Thread: Integer Problem

Take an odd integer; square it; then divide by 8. Can the remainder by 3? Can it be 7? (of course, just "yes" or "no" is not an acceptable answer. You must explain why the proposed remainder can or cannot occur.)

Please Help...

I have this so far:

Ex. (3)(3) = 9/8 = 1.125
Wanted to try and get to 3 so I went up with my integer

Ex. (7)(7) = 49/8 = 6.125

Ex. (9)(9) = 81 / 8 = 10.125

I am assuming that this will not work....but am not certain. Does anyone have any other thoughts?

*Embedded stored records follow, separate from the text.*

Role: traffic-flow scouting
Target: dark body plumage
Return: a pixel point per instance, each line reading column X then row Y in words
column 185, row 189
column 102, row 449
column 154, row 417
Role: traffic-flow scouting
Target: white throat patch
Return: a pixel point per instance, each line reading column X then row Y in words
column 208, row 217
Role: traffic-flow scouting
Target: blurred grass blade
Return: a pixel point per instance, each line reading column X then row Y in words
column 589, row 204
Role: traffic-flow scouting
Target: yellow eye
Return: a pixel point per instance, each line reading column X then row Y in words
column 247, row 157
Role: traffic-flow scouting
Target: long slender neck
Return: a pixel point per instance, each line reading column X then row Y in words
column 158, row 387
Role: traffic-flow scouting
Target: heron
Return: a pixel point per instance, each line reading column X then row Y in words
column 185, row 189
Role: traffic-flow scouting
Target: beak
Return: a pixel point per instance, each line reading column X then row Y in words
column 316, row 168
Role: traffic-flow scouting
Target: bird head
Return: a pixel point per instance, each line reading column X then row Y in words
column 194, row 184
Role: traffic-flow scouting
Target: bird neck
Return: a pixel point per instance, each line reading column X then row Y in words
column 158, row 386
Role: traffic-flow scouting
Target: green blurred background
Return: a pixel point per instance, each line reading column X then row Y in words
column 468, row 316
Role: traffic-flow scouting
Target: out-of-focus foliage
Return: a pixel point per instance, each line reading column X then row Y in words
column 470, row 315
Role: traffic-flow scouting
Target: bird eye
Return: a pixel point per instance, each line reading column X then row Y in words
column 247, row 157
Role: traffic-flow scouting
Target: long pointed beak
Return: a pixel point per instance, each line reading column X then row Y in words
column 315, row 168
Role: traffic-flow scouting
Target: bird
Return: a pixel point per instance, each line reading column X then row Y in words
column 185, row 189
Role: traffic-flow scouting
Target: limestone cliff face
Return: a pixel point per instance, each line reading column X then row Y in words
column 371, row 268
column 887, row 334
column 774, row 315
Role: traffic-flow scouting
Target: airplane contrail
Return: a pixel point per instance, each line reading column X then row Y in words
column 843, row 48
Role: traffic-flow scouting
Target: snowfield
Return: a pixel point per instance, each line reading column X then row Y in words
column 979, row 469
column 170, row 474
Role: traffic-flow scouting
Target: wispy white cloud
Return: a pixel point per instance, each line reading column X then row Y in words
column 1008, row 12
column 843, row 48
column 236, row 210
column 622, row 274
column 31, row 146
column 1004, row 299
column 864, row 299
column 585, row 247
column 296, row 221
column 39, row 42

Originally Posted by matgrl

Take an odd integer; square it; then divide by 8. Can the remainder by 3? Can it be 7? (of course, just "yes" or "no" is not an acceptable answer. You must explain why the proposed remainder can or cannot occur.)

Let odd integer = 2x + 1

(2x + 1)^2 / 8
= (4x^2 + 4x + 1) / 8
= [4x(x + 1) + 1] / 8
= 4x(x + 1) / 8 + 1/8
= x(x + 1) / 2 + 1/8

Since x(x+1) is always even, being the product of 2 consecutive integers,
then x(x+1) / 2 is always an integer, so 1/8 is always remainder: that's the .125 you were getting.

This is wonderful thank you! Could you show me how you factored 4x^2 + 4x + 1? I am not sure how to do this. Also could you explain to me how you got 1/8 as the remainder? Thank you for your time. I appreciate it

An integer when divided by another always leaves an integer remainder. You are confused between remainders and quotients. I think you should work like this:

Any odd number has one of the following forms :

a) 8n - 3

b) 8n - 1

c) 8n + 1

d) 8n + 3

Squaring these we get the following forms respectively:

a) 8n + 9

b) 8n + 1

c) 8n + 1

d) 8n + 9

9 = 1 (mod 8)

So an odd square can have only remainder 1 when divided by 8.